Managing Excerptations: Risk and the Management Professional
I started my blog to kick my non-writing habit. I've now got enough material to start blocking out a book (hooray!). So while I'm doing that, I thought I'd start a small series looking at some of the books that have influenced me.
"Managing expectations" is one of my least favourite managerialisms. I cringe whenever I hear it. Expecting is about hope, which is the only thing that keeps many professionals going. We take what we can from life and do our best with it.
So this series is about some of the excerpts that caught my eye over the last six months. They're part of what gives me hope about the profession of management.
Risk. One of the most coarse four letter words in the business dictionary. A source of vast confusion in the profession of management. A word that has distinct meaning in a wide variety of domains. A word that needs to be immediately clarified when it comes up in conversation.
"Are you managing risk?" is a constant remark. "Yes. I'm not trying anything different." or "Yes. I'm not trying anything that I don't understand." are what is often said in response.
Peter Drucker wrote in his 1973 book 'Management: Tasks, Responsibilities, Practices',
"The first test of any business is not the maximisation of profit but the achievement of sufficient profit to cover the risks of economic activity and thus to avoid loss"
"To take risks is the essence of economic activity. Existing means of production will yield greater economic performance only through greater uncertainty, that is, through greater risk."
So the question "Are you managing risk?" is actually "Are you managing?" And if a person thinks of managing as minimising 'risk', then the answer is "No".
When managers hear the word 'risk' they often substitute the word's 'loss' or 'wrong'. People don't like to lose and don't like to be wrong. Loss aversion is a threat response and where our ego is concerned it is usually right.
Yet what happens in modern business practices? We establish a culture of experimentation, where 'being wrong' means a chance to improve our theories. Where 'losing' is a natural consequence of being at the big table. Good management makes use of the scientific method and recognizes that, like all things, business is cyclical.
Patrick Leach's 2006 book 'Why Can't You Just Give Me The Number?: An Executive's Guide to Using Probabilistic Thinking to Manage Risk and Make Better Decisions' is a good book for the management professional who knows they need to get across this stuff but doesn't want to go too deep.
The field of probabilistic thinking in business is, as you might expect, very deep. But just enough can be quite a small amount when it comes to shifting away from deterministic thinking. Which is the big bad wolf of the management profession in our time when the creative economy is smashing head on into the era of big data.
"The second most important value-adding activity a senior executive can engage in is to identify, characterize and understand the key uncertainties in her business, and then consistently incorporate this understanding into her decisions. The most important value-adding activity for an executive is to create a corporate culture in which all employees are encouraged to think creatively about their jobs, their company, and their industry and to voice their thoughts without fear of adverse reaction"
Couldn't put it better myself. Understanding risk and encouraging creativity. The management professional that gets them right is giving herself a great foundation for success.

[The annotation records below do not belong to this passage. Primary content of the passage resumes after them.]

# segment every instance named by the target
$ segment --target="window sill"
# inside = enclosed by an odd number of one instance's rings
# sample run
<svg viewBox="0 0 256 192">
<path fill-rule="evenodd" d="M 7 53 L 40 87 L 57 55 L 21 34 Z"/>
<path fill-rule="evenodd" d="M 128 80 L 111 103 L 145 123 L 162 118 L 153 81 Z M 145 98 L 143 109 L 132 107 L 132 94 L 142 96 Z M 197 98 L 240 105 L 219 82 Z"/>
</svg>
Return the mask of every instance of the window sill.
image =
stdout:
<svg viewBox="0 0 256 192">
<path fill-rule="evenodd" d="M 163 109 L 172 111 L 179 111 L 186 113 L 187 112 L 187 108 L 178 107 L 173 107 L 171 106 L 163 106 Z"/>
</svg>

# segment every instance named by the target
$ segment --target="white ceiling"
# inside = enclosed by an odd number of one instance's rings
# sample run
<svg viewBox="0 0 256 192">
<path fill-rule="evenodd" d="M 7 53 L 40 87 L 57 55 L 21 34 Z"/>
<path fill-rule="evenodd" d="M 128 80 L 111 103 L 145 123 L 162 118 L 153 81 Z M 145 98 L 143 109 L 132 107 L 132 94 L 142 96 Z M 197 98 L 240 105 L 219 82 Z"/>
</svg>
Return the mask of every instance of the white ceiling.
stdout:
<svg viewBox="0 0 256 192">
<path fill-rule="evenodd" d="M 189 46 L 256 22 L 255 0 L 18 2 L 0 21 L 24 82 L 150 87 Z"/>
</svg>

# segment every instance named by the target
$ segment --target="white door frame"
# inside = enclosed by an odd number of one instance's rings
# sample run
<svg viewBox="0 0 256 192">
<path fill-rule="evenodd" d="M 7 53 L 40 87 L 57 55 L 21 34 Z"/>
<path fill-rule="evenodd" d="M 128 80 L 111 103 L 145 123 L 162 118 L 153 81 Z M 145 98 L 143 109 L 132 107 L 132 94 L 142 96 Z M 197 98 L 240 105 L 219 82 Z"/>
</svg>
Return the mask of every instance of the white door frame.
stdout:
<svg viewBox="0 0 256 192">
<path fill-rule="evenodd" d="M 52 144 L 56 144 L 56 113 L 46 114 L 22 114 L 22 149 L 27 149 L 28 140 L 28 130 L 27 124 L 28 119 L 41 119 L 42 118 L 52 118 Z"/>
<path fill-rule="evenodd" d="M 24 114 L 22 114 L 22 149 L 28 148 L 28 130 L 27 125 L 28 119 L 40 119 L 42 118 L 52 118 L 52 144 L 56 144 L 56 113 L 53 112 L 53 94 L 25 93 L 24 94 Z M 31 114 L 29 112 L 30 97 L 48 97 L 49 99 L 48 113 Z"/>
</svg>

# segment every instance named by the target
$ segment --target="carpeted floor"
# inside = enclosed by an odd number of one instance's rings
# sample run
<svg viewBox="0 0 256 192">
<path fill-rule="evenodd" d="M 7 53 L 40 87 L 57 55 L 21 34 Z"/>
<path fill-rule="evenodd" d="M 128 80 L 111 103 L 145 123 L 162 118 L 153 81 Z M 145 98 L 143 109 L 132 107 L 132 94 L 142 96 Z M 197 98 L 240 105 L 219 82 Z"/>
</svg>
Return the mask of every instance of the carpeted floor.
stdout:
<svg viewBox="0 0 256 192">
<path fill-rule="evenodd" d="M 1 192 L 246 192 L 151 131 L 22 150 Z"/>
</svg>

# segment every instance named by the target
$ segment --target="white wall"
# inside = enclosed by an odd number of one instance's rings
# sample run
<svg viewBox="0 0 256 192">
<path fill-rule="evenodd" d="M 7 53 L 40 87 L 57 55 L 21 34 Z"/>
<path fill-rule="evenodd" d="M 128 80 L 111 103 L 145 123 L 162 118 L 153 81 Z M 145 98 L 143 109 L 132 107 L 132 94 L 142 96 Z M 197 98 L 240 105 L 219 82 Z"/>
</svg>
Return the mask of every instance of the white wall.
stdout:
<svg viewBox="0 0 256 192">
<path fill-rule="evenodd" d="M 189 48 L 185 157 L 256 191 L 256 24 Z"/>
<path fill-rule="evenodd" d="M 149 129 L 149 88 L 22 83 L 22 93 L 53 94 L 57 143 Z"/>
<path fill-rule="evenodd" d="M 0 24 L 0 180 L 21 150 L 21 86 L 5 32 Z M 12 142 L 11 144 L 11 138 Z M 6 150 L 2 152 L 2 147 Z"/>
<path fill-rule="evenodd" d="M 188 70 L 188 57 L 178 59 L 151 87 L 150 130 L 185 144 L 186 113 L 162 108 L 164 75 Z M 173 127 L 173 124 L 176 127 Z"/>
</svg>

"A bigger problem with the deterministic approach is that once a value is generated, put down on paper and incorporated into the business plan, it becomes gospel. Nobody questions it anymore; it's in the plan, so it must be true. The deterministic approach leads to complacency. We actually begin to believe the numbers we've generated, conveniently forgetting how shaky the initial estimates of many of the input parameters were. This is dangerous, except in stable and highly predictable environments."
In the head on collision between the creative economy and the era of big data, stable and highly predictable environments don't really exist. Our lazy idolisation of the 'plan' is shorthand for ineffective management. It might make us feel better, but it doesn't help us towards greater economic performance.